Em razão da restritiva política de gênero da Bauhaus, algumas mulheres precisaram lutar para frequentar oficinas que permaneciam reservadas apenas para os homens. Ao chegar à Bauhaus em 1922, Alma Siedhoff-Buscher foi encaminhada para o ateliê de costura. Sua trajetória a partir daí foi modelar. Em 1923, também driblando as normas internas, foi aceita no curso de marcenaria, disciplina que era também exclusiva da ala masculina. Uma vez lá, Alma se destacou criando móveis e, sobretudo, brinquedos de grande inventividade. Um deles se tornou bastante popular, o Bauhaus Bauspiel, um jogo de peças de montar confeccionado em madeira pintada. Esse brinquedo marcou um momento de grande sucesso para a sua criadora, mas também para a própria Bauhaus. Infelizmente, Alma não pôde exercer seu indiscutível talento por muito tempo, pois morreu durante a Segunda Guerra Mundial, num ataque aéreo perto da cidade de Frankfurt. Seu Bauhaus Bauspiel seguiu muito admirado e é produzido e comercializado até hoje.
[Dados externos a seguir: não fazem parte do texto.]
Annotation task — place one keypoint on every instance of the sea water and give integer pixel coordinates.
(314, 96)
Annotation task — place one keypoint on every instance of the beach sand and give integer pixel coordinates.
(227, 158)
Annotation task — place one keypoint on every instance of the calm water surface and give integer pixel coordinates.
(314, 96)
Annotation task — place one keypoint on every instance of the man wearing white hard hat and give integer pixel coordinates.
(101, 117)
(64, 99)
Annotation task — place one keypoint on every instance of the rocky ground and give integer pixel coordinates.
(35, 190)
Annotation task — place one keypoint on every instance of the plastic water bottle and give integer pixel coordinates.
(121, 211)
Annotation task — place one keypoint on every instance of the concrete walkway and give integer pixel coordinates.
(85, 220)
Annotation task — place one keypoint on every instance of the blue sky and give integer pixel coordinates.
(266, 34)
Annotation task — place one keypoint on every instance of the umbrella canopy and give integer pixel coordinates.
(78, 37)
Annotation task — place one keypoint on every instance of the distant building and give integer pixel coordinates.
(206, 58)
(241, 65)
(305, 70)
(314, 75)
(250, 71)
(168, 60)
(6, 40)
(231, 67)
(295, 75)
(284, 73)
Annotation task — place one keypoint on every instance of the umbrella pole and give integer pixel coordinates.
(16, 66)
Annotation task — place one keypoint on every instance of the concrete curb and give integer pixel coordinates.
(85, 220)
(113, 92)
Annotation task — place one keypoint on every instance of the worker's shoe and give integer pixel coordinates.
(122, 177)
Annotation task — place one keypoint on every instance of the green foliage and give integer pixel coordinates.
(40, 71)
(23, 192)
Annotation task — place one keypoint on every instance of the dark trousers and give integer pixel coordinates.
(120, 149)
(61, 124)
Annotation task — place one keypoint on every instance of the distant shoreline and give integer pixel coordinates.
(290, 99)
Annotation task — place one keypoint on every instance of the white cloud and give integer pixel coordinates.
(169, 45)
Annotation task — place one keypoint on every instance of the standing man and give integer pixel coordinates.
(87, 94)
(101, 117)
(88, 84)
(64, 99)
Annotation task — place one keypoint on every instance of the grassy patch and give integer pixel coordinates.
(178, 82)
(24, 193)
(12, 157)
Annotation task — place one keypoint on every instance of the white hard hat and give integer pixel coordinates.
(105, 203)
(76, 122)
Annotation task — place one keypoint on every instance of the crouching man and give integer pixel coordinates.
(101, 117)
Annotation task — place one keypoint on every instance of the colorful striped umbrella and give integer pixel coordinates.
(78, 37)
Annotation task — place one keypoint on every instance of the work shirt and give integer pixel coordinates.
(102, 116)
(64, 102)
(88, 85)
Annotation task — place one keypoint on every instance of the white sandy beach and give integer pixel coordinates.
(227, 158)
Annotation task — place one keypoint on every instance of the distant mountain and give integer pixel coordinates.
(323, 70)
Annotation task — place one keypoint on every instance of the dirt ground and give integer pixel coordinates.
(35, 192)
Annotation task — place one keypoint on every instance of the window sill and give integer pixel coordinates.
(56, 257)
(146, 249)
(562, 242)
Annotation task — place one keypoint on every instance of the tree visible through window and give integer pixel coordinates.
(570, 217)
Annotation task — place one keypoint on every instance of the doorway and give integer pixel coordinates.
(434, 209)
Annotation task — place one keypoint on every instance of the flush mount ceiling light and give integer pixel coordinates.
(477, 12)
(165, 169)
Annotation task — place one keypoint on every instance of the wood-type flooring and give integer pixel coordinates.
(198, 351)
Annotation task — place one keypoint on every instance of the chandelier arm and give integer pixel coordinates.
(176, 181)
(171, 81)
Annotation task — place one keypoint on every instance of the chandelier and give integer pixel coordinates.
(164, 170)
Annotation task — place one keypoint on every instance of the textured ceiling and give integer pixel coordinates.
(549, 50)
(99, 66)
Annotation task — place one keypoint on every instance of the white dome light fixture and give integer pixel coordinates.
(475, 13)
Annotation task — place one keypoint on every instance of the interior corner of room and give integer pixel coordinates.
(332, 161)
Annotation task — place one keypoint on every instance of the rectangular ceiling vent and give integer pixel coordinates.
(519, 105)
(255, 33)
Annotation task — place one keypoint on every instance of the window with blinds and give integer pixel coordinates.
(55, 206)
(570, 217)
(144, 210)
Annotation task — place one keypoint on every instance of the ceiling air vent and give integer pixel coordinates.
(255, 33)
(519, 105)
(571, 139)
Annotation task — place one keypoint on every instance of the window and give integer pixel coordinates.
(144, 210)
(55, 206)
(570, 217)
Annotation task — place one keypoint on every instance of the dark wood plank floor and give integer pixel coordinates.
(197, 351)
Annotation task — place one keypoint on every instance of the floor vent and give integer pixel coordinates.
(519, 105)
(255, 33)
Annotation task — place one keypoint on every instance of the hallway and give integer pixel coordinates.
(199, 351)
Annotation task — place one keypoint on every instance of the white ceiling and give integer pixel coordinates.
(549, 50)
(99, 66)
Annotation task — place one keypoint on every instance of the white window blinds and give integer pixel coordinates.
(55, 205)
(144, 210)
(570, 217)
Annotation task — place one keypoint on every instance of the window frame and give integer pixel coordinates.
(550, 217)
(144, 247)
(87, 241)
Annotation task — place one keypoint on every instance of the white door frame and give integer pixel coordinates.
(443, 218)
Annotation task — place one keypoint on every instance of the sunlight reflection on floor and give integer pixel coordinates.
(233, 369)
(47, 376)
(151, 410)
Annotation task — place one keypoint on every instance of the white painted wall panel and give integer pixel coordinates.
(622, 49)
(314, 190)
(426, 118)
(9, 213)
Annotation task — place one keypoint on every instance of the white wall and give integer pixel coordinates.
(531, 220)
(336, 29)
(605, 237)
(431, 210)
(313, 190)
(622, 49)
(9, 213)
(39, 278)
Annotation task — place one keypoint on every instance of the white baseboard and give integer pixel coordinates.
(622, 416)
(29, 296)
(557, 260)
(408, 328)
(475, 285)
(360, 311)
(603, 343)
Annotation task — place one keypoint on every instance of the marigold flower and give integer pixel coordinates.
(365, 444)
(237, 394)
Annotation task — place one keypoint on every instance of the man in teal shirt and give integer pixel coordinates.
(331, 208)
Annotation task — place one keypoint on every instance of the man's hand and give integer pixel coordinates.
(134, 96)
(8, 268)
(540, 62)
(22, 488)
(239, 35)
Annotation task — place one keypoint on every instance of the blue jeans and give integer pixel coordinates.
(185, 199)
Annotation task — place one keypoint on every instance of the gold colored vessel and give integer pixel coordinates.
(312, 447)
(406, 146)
O prestígio da escola atraiu, em 1924, outra aluna, Marianne Brandt, que também precisou buscar atalhos para conseguir espaço em disciplinas de seu interesse. Tal como suas colegas, ela foi “enviada” para o ateliê têxtil, mas ela não sossegaria até conseguir uma vaga no ateliê de metal, dirigido pelo fotógrafo e pintor húngaro László Moholy-Nagy. Marianne tornou-se uma multiartista: era pintora, escultora, designer industrial e fotógrafa. Consagrou- -se criando objetos comuns e utilitários como bules e luminárias, que logo ganharam as ruas e se tornaram icônicos. Após a Segunda Guerra, Marianne se dedicou a ensinar arte e design na Faculdade de Arte de Dresden. Na década de 1970, voltou a trabalhar com fotografia, campo em que foi uma das pioneiros a retratar naturezas-mortas. Ocupando um cargo muito disputado pelos próprios homens, uma das poucas professoras da Bauhaus foi Lilly Reich. Diferentemente das outras mulheres, já era arquiteta e designer quando chegou à celebre escola. Colaboradora próxima de Mies van der Rohe, Lilly foi convidada, em 1932, pelo arquiteto, então diretor da Bauhaus, para lecionar na escola de Dessau e dirigir a oficina de design de interiores e mobiliário. Dos 13 anos de colaboração da dupla nasceram importantes projetos como o Pavilhão Alemão para a Exposição Internacional de Barcelona de 1929, as casas Tugendhat e Lange. Ela é também coautora de peças consagradas de mobiliário moderno, como as celebradas e continuamente produzidas cadeiras Barcelona e Brno. A produtiva parceria entre Mies e Lilly terminou quando ele emigrou para os Estados Unidos em 1937. Lilly, que continuou na Alemanha, foi professora na Universidade de Berlim e permaneceu em seu estúdio de design e arquitetura até sua morte, em 1947.